# I only Take Surge Trips...



## UberPissed (Aug 13, 2014)

I'm reading a lot of comments stating "I only take profitable rides / surge rides" etc. I understand what those words mean, but what does that look like when you are on the road. 

For example, it's almost 9pm in Chicago and downtown has no surge. If you were out on the road, do you just sign off and wait until you see a fare? Do you drive closer to a surge zone? Do you just call it a night? I ask because sometimes, like last Saturday in Chicago, almost the entire day was no surge, which is contrary to what I have experienced over the past few months. So in that situation would you just go home after a few hours? It seems like only taking surge trips is a good aspiration, but I think you make less money if you are sitting idle waiting for those good fares.

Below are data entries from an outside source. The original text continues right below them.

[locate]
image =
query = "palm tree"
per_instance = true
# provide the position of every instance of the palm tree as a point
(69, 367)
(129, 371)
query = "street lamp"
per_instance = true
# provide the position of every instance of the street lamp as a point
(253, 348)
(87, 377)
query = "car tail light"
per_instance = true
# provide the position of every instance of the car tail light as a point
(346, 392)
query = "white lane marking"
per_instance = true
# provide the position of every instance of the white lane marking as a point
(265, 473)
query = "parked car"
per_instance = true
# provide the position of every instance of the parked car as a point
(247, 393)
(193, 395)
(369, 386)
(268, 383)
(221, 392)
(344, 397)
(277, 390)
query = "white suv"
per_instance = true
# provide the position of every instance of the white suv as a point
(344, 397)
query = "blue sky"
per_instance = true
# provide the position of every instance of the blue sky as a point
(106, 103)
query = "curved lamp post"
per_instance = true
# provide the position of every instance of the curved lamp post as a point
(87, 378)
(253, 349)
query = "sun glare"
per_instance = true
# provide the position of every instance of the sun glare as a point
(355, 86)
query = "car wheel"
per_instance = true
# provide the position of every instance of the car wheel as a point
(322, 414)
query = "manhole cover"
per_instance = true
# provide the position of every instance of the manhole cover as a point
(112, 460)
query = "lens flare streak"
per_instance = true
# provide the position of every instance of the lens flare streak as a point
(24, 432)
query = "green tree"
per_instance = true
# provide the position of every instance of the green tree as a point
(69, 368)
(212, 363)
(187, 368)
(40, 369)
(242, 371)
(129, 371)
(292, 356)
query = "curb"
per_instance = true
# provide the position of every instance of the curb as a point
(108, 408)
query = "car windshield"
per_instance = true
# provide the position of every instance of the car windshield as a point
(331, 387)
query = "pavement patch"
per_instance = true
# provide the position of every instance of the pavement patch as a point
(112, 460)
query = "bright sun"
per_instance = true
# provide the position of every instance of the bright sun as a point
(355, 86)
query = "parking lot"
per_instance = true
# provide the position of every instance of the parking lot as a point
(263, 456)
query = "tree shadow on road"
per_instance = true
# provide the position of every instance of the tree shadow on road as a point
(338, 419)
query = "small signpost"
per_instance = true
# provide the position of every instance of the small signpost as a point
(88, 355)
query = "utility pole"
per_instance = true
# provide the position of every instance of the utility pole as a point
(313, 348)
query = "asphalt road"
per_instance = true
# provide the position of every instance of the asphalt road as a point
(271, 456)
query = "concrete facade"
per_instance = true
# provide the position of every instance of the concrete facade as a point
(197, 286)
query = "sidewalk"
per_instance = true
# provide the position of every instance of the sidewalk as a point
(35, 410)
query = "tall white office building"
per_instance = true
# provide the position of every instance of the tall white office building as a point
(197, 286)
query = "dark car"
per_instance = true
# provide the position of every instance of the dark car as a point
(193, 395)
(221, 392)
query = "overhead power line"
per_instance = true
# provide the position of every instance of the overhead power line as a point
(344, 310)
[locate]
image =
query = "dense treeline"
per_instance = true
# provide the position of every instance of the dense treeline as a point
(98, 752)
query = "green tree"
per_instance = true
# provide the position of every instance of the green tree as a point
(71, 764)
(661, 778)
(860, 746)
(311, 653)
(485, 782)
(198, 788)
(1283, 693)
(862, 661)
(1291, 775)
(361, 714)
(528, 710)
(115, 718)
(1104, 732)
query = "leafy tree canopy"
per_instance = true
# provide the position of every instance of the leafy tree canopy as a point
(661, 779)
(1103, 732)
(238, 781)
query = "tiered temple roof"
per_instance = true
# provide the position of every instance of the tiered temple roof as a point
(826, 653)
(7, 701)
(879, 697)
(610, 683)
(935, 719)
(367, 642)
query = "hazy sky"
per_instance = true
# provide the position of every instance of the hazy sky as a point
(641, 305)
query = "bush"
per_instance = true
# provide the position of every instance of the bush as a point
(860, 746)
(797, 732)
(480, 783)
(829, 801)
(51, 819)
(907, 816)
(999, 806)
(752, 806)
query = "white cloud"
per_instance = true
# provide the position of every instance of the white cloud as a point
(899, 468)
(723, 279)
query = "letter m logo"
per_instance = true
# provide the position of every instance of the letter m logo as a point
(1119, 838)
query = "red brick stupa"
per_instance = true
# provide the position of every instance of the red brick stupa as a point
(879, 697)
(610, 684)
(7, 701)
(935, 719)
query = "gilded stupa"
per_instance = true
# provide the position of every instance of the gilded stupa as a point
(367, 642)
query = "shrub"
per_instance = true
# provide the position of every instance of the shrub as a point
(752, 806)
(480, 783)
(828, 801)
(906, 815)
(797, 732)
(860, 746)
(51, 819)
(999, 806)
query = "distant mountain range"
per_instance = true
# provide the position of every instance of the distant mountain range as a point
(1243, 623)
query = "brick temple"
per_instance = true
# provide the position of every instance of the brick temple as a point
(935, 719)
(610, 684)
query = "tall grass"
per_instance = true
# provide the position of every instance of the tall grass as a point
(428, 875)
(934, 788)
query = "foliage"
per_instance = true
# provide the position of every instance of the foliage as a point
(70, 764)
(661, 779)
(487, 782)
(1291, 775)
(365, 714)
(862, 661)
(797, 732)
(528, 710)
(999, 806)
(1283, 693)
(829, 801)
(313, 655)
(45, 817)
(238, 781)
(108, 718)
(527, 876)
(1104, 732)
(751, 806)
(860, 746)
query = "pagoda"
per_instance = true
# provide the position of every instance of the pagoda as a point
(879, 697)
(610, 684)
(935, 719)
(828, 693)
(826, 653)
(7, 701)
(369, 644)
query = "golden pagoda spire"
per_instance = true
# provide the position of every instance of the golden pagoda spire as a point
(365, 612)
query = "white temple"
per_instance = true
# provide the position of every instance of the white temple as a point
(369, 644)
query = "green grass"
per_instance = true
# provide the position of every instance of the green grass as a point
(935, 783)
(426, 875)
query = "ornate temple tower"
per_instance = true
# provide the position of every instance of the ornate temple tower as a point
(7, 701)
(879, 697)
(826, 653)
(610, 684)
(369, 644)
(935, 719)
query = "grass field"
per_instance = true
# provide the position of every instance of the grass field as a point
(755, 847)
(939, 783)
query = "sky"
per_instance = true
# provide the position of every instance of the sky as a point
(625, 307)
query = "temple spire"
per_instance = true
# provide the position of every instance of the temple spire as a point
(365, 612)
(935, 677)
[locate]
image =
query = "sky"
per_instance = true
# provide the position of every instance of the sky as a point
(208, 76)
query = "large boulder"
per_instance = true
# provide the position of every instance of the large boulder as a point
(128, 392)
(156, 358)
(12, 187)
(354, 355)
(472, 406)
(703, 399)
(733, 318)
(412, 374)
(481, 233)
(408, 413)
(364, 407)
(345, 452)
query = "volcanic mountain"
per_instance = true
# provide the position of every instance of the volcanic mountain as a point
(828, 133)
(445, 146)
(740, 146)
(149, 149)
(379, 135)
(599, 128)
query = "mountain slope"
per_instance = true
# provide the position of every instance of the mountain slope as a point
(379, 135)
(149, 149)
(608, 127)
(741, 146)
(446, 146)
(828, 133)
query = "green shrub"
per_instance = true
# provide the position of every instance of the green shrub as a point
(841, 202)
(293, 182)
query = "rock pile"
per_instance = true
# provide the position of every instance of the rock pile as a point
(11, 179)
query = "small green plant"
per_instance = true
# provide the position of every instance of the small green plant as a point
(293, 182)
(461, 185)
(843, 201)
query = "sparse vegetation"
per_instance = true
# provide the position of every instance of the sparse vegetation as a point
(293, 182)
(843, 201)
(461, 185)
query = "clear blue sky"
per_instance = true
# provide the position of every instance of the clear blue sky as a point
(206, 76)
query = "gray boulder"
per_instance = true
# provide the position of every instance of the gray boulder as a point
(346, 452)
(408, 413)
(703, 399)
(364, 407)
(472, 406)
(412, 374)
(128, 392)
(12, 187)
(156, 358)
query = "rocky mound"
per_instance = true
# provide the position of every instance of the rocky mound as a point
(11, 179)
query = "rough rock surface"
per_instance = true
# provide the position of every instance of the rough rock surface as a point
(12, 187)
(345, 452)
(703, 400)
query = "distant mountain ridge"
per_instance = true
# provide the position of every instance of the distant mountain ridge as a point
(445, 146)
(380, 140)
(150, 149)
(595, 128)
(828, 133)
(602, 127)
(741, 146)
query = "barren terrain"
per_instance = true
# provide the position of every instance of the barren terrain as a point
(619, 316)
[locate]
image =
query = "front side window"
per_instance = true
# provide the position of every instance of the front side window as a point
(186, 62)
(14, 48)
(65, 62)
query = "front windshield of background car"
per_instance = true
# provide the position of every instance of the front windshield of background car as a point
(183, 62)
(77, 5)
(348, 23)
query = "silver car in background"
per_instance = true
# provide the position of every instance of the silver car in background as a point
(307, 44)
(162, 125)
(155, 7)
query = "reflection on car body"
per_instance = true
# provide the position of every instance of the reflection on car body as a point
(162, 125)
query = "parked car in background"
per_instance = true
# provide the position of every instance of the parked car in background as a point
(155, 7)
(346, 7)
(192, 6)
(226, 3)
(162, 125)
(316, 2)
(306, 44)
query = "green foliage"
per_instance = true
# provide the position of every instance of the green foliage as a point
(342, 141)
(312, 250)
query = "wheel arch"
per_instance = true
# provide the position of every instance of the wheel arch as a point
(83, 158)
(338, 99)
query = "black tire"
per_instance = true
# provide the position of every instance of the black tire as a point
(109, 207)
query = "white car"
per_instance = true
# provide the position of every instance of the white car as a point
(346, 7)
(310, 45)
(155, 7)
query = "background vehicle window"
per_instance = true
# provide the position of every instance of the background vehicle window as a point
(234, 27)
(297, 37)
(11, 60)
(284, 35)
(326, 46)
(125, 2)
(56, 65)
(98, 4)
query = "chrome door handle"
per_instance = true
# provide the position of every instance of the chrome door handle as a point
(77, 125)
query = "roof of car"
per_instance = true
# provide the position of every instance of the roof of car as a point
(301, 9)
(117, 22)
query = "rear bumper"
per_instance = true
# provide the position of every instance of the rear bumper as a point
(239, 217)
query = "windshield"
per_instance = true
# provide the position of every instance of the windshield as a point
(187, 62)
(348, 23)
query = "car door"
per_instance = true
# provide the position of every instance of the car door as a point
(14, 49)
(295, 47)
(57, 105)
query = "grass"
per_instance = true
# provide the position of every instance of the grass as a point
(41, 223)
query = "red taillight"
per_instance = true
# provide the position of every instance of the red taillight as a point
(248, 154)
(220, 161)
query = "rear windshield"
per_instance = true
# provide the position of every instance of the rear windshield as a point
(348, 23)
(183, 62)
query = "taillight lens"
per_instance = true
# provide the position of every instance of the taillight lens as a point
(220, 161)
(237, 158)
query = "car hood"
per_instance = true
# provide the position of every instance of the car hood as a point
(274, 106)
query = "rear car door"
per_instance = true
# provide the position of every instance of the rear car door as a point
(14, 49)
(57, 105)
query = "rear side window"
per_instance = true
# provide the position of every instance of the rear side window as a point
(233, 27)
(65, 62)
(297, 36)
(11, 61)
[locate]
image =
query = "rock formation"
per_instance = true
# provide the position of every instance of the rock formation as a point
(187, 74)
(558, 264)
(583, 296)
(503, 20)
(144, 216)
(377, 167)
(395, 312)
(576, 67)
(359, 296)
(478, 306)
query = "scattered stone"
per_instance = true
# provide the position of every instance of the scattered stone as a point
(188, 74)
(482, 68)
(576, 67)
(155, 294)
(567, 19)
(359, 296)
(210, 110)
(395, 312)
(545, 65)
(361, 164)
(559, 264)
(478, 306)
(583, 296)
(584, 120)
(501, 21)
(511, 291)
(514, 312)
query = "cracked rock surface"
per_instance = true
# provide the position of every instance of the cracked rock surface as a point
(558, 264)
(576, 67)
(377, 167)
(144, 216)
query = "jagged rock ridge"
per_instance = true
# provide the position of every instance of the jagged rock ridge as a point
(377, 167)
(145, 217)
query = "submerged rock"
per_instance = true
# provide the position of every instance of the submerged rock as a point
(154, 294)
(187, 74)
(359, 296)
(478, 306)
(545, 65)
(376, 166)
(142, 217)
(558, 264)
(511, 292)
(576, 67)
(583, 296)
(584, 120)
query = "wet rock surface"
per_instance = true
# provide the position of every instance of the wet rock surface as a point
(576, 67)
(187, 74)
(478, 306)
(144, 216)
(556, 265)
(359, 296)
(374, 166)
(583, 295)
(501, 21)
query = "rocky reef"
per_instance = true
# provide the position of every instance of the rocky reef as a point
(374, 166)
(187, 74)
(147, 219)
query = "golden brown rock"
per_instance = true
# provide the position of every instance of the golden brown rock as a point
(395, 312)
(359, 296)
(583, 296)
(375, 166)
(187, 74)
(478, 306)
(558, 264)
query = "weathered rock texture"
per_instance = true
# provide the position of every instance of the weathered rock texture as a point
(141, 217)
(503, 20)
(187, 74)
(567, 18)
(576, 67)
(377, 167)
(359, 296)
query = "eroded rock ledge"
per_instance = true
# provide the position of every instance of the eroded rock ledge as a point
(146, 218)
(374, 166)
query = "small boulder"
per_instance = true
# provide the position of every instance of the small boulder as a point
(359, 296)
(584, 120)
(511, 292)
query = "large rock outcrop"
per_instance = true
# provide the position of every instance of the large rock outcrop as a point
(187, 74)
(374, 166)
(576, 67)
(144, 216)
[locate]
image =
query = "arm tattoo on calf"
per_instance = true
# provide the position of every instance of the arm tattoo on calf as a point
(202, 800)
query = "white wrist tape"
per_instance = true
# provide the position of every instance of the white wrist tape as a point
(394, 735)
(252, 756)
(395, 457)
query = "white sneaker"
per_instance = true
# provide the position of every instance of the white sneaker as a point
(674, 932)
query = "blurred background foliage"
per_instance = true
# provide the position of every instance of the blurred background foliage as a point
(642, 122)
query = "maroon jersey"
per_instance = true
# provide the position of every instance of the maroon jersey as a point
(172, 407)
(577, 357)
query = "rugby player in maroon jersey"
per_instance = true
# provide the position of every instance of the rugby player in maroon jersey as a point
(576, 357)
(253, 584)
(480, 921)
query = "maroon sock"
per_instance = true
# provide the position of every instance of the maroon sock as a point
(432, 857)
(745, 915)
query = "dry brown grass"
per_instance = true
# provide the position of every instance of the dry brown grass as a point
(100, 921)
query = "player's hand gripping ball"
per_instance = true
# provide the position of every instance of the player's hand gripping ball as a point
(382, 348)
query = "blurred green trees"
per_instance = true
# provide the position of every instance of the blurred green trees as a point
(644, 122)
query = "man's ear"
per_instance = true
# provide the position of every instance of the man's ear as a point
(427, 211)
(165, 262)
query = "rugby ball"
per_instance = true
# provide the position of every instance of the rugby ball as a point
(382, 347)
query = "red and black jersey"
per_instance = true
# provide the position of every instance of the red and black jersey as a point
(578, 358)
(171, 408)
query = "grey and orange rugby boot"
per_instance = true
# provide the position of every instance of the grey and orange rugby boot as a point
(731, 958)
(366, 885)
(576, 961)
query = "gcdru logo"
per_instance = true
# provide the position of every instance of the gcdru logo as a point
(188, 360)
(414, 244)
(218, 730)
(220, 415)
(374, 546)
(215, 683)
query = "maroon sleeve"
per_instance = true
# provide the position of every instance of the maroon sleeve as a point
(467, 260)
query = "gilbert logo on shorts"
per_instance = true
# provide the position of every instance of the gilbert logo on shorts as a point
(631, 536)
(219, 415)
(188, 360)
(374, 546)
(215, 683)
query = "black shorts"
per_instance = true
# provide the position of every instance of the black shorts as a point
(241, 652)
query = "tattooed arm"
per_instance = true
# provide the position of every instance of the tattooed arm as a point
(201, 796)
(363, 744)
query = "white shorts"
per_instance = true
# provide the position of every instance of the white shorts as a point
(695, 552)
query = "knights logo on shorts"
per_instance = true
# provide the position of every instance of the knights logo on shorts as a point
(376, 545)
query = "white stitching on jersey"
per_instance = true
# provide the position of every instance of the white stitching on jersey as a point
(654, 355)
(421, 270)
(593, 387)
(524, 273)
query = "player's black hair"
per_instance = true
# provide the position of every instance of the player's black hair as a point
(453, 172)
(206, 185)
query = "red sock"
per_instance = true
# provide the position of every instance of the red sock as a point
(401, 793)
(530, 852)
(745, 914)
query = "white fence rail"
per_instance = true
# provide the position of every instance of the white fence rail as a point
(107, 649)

Your tips and tricks are appreciated.


----------



## wallae (Jun 11, 2018)

42 hours 50 trips 900 bucks
44 hours 51 trips 1200 bucks
I’m not driving anywhere for $.60 a mile
Period
I’ll take +7 if it’s just 7 minutes away
Longer is more

when there was no surge here a few years back I stopped going out
Stayed on the couch
I’m not being a slave for Dara for 8 an hour
Let him pick the F ers up


----------



## wallae (Jun 11, 2018)

I also refuse to play the quest game
F that 
Can you imagine if Walmart played the same stupid stuff 
5 an hour plus 50 if you stock 500 cans of beans


----------